244 von 740 Humana-Containern werden versiegelt und verschlossen.
244 von 740 Humana-Containern werden versiegelt und verschlossen.Ernst Weingartner / picturedesk.com
244 von insgesamt 740 Humana-Containern werden versiegelt und verschlossen. Der Grund ist eine einstweilige Verfügung des größten Konkurrenten, ÖPULA. 

Aus für 244 Altkleider-Container von Humana! Auf Anordnung des Handelsgerichts müssen die Container verschlossen und versiegelt werden. Darüber berichtete am Mittwoch die "Krone", am Donnerstag dann auch "wien.orf.at". Der Grund hierfür ist, dass die Altkleiderbehälter von Humana zum Teil über Jahre hinweg rechtswidrig aufgestellt waren. Laut dem Handelsgericht habe eine Bewilligung nach der Straßenverkehrsordnung gefehlt, so "wien.orf.at".

Der größte Mitbewerber - die ÖPULA (Österreichische Putzlappen) Rohstoff-Recycling Ges.m.b.H - hatte die einstweilige Verfügung gegen Humana erwirkt. Dabei handelt es sich allem Anschein nach um einen Konkurrenzkampf in der Branche.
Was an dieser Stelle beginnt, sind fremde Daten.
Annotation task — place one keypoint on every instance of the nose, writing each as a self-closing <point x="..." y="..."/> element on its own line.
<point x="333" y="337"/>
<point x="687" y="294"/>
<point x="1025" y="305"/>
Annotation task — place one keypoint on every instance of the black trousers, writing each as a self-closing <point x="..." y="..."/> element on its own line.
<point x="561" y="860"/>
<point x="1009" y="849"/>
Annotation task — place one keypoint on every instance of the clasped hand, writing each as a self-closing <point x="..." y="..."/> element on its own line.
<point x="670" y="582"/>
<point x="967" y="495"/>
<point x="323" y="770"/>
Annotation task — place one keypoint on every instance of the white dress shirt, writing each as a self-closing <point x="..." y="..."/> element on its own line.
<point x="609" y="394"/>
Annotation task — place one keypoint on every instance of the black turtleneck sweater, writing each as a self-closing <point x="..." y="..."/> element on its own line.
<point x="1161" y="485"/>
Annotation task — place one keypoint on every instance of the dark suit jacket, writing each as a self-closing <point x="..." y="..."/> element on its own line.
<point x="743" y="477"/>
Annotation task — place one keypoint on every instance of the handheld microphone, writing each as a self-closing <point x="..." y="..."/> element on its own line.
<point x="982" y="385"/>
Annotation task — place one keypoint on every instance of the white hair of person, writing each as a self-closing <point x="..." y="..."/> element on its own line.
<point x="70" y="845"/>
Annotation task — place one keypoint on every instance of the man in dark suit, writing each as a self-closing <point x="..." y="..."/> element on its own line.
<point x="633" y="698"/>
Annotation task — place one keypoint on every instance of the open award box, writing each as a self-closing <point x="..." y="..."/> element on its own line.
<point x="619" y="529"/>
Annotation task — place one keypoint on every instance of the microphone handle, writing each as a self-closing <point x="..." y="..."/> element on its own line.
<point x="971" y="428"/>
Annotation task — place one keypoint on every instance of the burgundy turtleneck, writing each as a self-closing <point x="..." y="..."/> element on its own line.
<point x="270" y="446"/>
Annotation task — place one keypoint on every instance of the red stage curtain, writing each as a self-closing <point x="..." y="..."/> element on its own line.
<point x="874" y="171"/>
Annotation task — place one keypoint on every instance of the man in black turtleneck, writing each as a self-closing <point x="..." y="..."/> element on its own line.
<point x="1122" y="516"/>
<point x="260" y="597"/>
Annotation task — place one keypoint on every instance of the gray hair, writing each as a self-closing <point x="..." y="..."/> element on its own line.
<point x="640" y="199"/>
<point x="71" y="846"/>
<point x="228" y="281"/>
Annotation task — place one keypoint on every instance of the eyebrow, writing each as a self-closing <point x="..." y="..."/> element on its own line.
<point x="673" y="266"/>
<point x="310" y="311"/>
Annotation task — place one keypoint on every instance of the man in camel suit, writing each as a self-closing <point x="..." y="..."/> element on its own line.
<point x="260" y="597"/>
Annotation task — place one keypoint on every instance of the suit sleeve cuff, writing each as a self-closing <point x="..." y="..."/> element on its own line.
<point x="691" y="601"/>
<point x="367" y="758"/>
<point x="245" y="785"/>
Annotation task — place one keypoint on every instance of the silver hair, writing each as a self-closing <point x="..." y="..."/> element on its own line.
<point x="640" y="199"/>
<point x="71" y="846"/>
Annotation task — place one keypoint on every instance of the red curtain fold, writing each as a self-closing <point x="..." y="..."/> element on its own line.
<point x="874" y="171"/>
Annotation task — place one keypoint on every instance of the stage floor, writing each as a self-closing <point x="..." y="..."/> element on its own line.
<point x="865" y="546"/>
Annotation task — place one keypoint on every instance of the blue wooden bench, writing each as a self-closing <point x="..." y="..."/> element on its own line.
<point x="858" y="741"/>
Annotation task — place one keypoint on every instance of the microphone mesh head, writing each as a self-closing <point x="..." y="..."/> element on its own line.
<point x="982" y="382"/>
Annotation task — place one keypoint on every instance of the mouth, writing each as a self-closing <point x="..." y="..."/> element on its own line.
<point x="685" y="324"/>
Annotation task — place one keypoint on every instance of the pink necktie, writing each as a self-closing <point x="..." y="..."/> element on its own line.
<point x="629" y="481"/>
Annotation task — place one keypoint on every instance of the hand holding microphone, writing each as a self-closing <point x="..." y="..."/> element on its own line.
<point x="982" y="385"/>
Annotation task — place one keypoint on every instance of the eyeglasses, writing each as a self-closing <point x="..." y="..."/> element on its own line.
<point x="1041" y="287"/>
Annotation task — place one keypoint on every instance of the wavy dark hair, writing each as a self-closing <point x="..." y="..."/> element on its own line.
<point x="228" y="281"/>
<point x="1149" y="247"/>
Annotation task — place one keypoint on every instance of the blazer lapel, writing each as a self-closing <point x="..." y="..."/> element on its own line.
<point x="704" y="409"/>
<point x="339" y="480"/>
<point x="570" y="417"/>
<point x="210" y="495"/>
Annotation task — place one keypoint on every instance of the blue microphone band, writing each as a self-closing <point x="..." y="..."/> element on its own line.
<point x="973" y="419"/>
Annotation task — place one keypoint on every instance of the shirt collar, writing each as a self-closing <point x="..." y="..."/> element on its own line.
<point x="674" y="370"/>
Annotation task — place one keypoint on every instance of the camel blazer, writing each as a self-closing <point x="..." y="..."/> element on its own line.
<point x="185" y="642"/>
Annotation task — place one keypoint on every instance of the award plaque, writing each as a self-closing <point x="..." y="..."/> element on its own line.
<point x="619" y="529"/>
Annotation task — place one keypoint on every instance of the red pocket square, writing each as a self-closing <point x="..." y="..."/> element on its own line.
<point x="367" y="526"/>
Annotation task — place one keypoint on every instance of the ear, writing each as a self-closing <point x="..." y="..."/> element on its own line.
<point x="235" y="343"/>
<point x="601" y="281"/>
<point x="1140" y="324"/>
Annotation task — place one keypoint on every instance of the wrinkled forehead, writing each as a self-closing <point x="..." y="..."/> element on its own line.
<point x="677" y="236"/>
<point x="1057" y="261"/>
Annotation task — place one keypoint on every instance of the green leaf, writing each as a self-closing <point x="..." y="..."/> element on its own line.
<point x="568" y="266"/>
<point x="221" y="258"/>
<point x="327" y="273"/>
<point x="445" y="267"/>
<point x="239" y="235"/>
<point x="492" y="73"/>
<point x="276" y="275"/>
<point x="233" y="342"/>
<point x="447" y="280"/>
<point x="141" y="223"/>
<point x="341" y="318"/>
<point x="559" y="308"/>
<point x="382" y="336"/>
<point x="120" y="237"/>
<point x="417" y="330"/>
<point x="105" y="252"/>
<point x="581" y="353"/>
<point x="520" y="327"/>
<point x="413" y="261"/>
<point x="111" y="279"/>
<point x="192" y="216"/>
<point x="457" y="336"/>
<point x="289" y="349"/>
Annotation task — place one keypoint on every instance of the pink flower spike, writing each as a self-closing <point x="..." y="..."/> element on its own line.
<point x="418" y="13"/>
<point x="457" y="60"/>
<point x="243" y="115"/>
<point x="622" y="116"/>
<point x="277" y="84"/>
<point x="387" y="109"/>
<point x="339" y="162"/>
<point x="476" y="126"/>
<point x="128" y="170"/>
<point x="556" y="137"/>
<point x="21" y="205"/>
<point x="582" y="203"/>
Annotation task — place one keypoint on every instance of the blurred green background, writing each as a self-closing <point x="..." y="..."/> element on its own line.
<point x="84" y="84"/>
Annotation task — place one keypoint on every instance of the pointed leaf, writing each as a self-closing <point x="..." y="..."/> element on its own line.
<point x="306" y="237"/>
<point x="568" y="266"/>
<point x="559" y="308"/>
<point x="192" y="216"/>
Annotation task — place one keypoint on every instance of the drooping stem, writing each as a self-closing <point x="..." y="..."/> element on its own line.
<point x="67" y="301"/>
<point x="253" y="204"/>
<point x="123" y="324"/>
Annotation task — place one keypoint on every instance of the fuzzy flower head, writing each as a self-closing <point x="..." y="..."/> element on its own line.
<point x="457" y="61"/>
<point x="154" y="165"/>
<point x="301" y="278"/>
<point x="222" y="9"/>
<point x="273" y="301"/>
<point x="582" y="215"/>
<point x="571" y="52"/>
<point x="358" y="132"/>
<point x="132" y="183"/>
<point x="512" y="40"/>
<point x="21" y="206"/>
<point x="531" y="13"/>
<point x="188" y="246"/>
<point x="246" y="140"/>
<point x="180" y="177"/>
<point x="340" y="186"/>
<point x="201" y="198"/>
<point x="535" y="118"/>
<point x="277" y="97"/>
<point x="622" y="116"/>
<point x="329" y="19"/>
Die ÖPULA betreibt laut "wien.orf.at" etwa 2.000 Altkleider-Container, die Humana insgesamt 740. 

"Illegale" Container sollen entfernt werden 

Mittlerweile soll eine entsprechende Bewilligung von Humana jedoch beantragt worden sein, heißt es weiter. In ihrer Argumentation führt die ÖPULA einen weiteren Kritikpunkt an - der jedoch nicht Gegenstand der Klage ist: Humana zahle seit Jahren keine Gebühren für die Container, die sich auf dem Grund von Wiener Wohnen befinden. Im Gegensatz dazu seien die Container anderer karitativer Organisationen - die auch Altkleider sammeln und zu ÖPULA gehören - vom Magistrat genehmigt und zahlen auch entsprechende Gebühren, so "wien.orf.at". Der Chef der ÖPULA, Kurt Willheim, pocht nun darauf, dass sämtliche "illegalen" Container entfernt werden und sagt laut "Krone": 

"Wien hat 3.000 Altkleider-Container, das sind viel zu viele. Unser Ziel ist es, dass jene von Humana wegkommen."

Wie weiter berichtet wird, habe Wiener Wohnen darauf verwiesen, dass die entsprechenden Verträge aus den 1990er Jahren stammen. Seit 2017 dürfen keine neue Container mehr aufgestellt werden. Nun werde eine Gebrauchsabgabe in Erwägung gezogen. 

Humana mit Gegenklage

Radio Wien berichtete am Donnerstag, dass Humana nun eine Gegenklage eingebracht habe. Es werde der Vorwurf erhoben, dass ÖPULA die Spender täusche, da auf deren Containern "Rotes Kreuz" oder "Kolping" geschrieben stehe, jedoch nur wenige Cent pro Kilogramm Kleidung den genannten Organisationen zukommen würden. Die ÖPULA führt auf ihrer Website jedoch an, dass "ein Teil des Reinerlöses aus der Verwertung Ihrer Kleiderspende (..) direkt an die als Lizenzgeber fungierenden Organisationen abgeführt" wird. "Diese karitativen Einrichtungen finanzieren damit Hilfsprojekte ihrer eigenen Wahl bzw. die Anschaffung von dringend benötigten Hilfsgütern." Vermutlich in der kommenden Woche soll gerichtlich darüber entschieden werden, heißt es weiter.